Yes – the LAC was certainly correct. This is a timely and very welcome reminder of how far we’ve strayed from the basic concepts of the LRA – and of how we need to radically rejig the way disciplinary enquiries should be conducted in the workplace.
Way back in 2008, the Labour Court attempted the re-enforce the original thinking of the LRA – that internal disciplinary enquiries should be conducted with the minimum of formality provided they comply with the principles of natural justice. They should not be conducted as if they are criminal trials in the high court with lawyers taking complicated and obstructive technical procedural points.

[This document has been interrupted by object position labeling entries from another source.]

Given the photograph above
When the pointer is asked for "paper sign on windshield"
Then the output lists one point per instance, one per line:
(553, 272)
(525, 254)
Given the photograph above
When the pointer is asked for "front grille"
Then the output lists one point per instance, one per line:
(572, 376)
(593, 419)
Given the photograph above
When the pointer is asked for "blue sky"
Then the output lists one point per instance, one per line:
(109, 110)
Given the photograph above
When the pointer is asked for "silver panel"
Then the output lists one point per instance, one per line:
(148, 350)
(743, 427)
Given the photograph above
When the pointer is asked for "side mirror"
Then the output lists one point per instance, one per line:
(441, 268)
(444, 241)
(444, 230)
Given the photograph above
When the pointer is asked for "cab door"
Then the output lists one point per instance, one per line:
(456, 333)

Despite this laudable attempt, disciplinary enquiries in the workplace have increasingly morphed into looking and being run like criminal trials. The employee has become the “accused”. The company representative has become the “prosecutor”. The alleged acts of misconduct have become the “charges”. And the findings have become the “verdict”.
It’s not surprising that the criminal form of enquiries has led to assessing evidence and deciding outcomes based on narrow interpretations of the charges as happens in criminal trials. This strict application of criminal law has produced “not guilty” outcomes because the employer failed to prove one or more the elements of a charge.

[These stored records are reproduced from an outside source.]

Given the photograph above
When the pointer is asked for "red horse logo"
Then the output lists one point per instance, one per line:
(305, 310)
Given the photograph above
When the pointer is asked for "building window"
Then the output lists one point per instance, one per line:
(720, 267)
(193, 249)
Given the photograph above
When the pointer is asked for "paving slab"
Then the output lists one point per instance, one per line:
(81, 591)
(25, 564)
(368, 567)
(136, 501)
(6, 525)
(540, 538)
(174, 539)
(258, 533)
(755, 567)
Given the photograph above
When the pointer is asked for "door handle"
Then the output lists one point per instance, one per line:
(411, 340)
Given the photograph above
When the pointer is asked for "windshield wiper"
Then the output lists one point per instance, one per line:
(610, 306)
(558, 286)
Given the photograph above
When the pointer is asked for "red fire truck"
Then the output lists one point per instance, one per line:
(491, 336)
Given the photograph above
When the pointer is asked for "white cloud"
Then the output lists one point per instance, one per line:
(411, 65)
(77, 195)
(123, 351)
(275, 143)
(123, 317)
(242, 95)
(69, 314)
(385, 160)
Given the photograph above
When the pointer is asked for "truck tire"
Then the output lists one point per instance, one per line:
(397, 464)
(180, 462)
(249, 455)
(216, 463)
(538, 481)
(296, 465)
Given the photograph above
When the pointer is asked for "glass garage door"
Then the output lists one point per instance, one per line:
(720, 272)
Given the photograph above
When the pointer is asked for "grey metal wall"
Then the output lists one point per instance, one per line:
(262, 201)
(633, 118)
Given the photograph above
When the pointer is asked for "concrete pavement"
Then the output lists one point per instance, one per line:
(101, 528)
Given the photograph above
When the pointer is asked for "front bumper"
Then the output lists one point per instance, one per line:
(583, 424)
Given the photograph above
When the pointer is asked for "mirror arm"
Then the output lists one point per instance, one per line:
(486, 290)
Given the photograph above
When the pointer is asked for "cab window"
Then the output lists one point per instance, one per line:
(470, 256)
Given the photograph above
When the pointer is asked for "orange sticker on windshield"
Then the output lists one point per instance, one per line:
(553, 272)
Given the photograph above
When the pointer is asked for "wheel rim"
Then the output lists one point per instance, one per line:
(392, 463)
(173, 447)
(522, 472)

The LAC made the following refreshing and instructive observations in the EOH case –
“However, by the same token, courts and arbitrators must not adopt too formalistic or technical an approach. It normally will be sufficient if the employee has adequate notice and information to ascertain what act of misconduct he is alleged to have committed. The categorisation by the employer of the alleged misconduct is of less importance.

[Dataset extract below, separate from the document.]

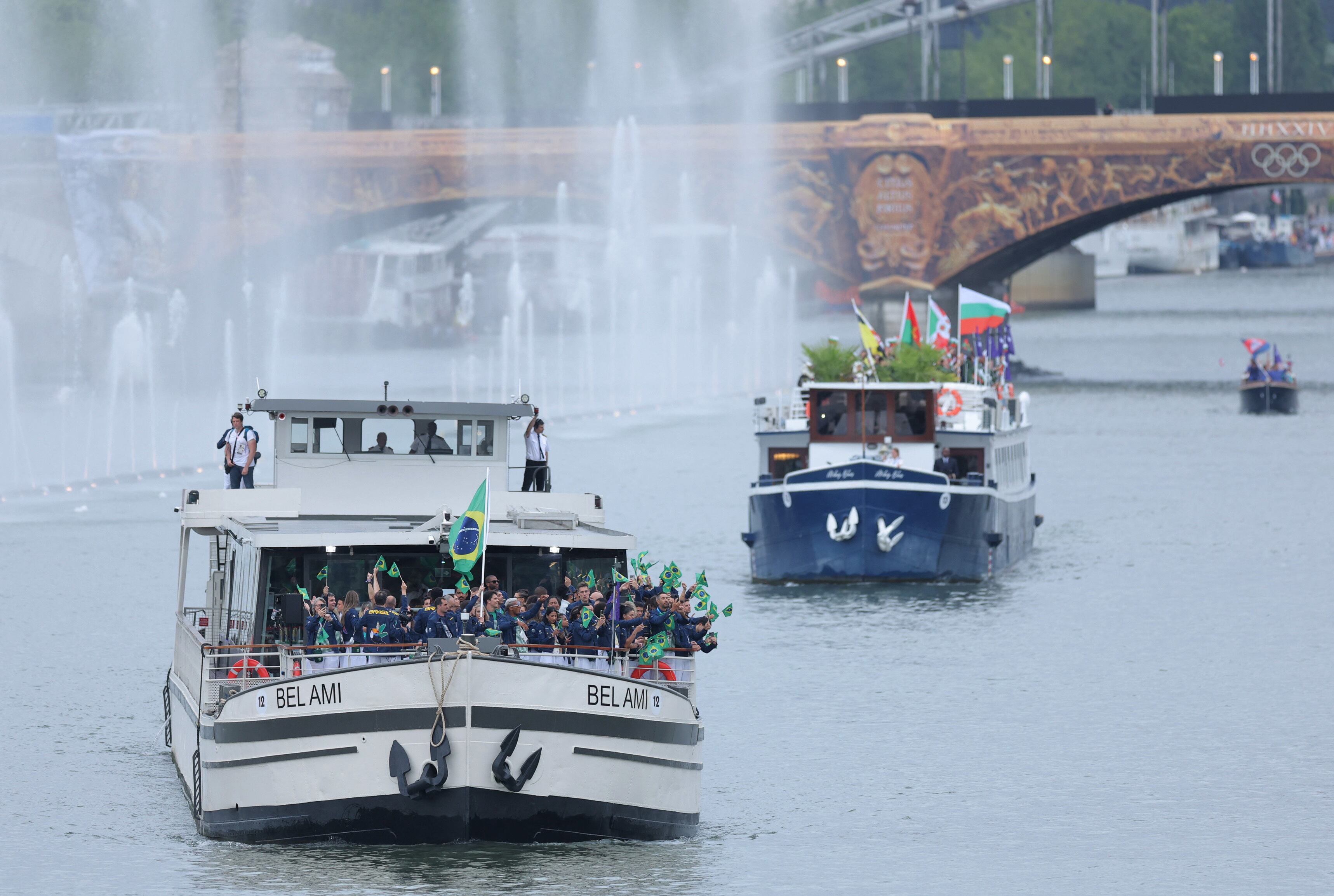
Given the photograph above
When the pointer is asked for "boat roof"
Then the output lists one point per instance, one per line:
(374, 409)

The principle in such cases is that provided a workplace standard has been contravened, which the employee knew (or reasonably should have known) could form the basis for discipline, and no significant prejudice flowed from the incorrect characterisation, an appropriate disciplinary sanction may be imposed. It will be enough if the employee is informed that the disciplinary enquiry arose out of the fact that on a certain date, time and place he is alleged to have acted wrongfully or in breach of applicable rules or standards.”
The return to simplicity will only work if the parties are “brave” enough to wean themselves off the strict formality habit. And the CCMA and Labour Court will need to encourage and support the shift to a less legalistic approach.